Backup Complete Restrictive website with wget

Friday 15th, Jul, 2016 | #PHP #Playground

GNU Wget (or just Wget, formerly Geturl) is a computer program that retrieves content from web servers. It is part of the GNU Project. Its name is derived from World Wide Web and get.

It supports downloading via the HTTP, HTTPS, and FTP protocols. Its features include recursive download, conversion of links for offline viewing of local HTML, and support for proxies. It appeared in 1996, coinciding with the boom of popularity of the Web, causing its wide use among Unix users and distribution with most major Linux distributions.
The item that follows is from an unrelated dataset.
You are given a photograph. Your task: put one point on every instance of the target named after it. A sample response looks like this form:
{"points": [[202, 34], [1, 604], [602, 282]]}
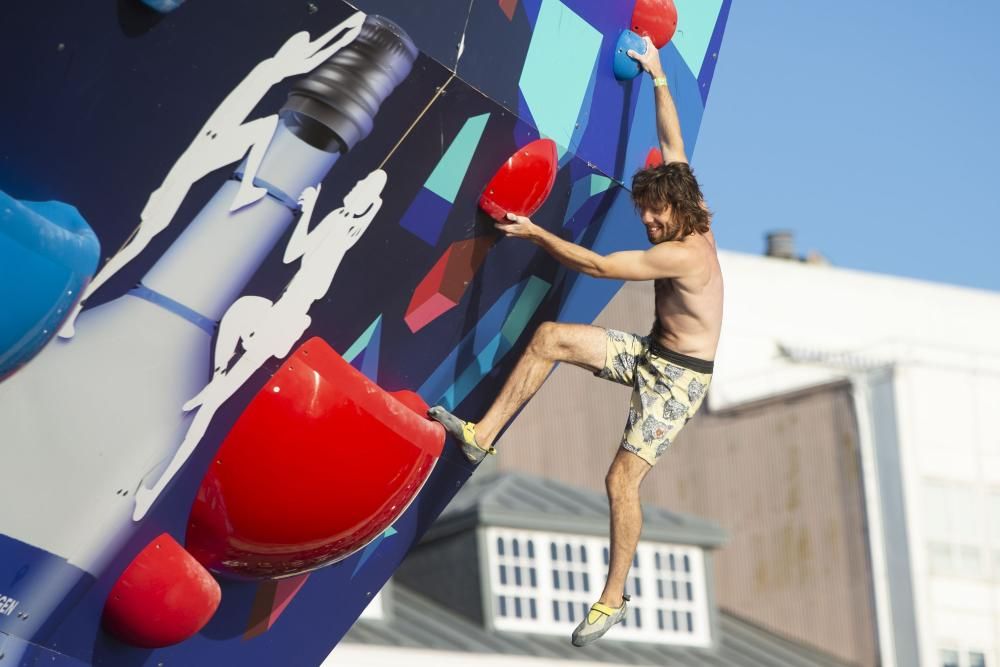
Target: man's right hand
{"points": [[650, 60]]}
Written in portable C, Wget can be easily installed on any Unix-like system and has been ported to many environments, including Microsoft Windows, Mac OS X, OpenVMS, HP-UX, MorphOS and AmigaOS. Since version 1.14 Wget has been able to save its output in the web archiving standard WARC format.[3]

Wget for Downloading Restricted Content Wget can be used for downloading content from sites that are behind a login screen or ones that check for the HTTP referer and the User Agent strings of the bot to prevent screen scraping.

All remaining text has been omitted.